I couldn’t tear my gaze away from the man’s face and those disturbing eyes.
It wasn’t their color, per se. A kind of golden brown with flecks of darker shades streaked throughout.
It was how much of the whites were showing as he looked at me, like he didn’t dare blink in case he missed the smallest movement.
Like he was always in hunting mode, and I was his intended prey.
“That’s him,” I choked out again, feeling like the walls were closing in all around me.
Ethan rushed to my side and helped me to the couch.
I felt cold all over as I remembered the threats the arrogant asshole had made.
He wanted to kill my mate, my whole pack.
I might never have shifted before, but despite that, this was still my family.
Losing them was the worst fate I could imagine.
“Don’t worry, Princess. You never have to see him again,” Ethan soothed, arranging me onto his lap and holding me close as he activated that magnificent rumbling purr of his that always managed to calm my nerves and recenter my focus.
“It’s not me I’m worried about,” I spoke, looping my arms around his neck and snuggling closer. “It’s you, Ethan. You and your brothers. Osyrius said he was going to kill every single one of you if I didn’t go back to Alaska with him!”
Flint snorted. “I’d love to see him try!”
“Flint,” Ethan chastised, rubbing soft circles on my back as he kissed my neck, “now’s not the time for bravado.”
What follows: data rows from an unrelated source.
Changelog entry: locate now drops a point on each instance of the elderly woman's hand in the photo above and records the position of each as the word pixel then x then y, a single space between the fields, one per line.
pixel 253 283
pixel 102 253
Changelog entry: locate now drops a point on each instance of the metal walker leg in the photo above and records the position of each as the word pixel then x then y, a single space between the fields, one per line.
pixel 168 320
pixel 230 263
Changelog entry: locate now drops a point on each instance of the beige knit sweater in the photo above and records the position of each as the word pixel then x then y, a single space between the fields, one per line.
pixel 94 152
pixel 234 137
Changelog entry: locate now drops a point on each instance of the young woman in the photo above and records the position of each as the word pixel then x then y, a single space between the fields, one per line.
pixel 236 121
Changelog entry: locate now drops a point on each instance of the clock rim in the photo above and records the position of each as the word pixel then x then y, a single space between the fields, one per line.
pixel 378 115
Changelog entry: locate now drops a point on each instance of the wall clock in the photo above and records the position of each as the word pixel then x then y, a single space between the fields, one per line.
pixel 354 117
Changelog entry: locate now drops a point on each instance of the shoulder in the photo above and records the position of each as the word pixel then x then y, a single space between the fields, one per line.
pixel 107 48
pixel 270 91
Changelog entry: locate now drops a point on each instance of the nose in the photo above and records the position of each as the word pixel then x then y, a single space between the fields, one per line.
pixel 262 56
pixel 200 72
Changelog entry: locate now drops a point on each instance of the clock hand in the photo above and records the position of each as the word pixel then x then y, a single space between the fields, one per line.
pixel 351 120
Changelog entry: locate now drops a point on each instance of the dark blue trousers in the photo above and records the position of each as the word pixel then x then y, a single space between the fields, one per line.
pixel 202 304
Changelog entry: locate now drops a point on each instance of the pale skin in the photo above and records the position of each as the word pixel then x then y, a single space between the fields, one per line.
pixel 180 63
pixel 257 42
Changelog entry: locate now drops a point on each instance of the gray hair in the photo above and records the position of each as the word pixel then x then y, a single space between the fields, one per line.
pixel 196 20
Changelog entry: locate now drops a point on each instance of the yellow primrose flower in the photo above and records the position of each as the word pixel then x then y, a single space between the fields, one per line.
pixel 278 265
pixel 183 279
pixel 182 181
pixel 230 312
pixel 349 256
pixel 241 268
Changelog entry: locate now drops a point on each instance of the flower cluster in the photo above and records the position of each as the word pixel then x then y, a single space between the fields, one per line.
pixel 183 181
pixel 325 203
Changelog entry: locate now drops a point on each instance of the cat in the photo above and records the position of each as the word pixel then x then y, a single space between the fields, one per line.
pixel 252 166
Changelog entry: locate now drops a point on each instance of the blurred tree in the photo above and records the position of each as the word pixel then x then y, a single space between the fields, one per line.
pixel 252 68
The sound of the flames crackling away in the fireplace dominated the room for several heartbeats. Then, the phone in my pocket rang and snagged all of our attention.
It took me a second to realize it was mine, being it was the burner phone Flint had only just given me. I hadn’t received any calls on it yet and hadn’t ever heard the ring tone before. Even more surprising, somebody who wasn’t in this room had my number.
Reaching into my back pocket, I extracted my cell and stared at a set of unfamiliar numbers. All I knew was that they weren’t from a local area code, which I found even more damning than anything.
Eyes blazing, Ethan said, “Answer it, but put it on speaker phone so we can all hear what’s being said.”
Nodding, I clicked on the call and there was nothing but air until a feminine voice replied, “Can I please speak to Millie?”
“This is she,” I returned, taken off guard because I’d thought for sure it would be Osyrius calling me to remind me about his twenty-four-hour deadline.
“Millie,” the caller hesitantly spoke, “it’s Jenny.” The woman paused and cleared their throat. “Your mother.”
My stomach dropped out and my vision blurred. “Mom?”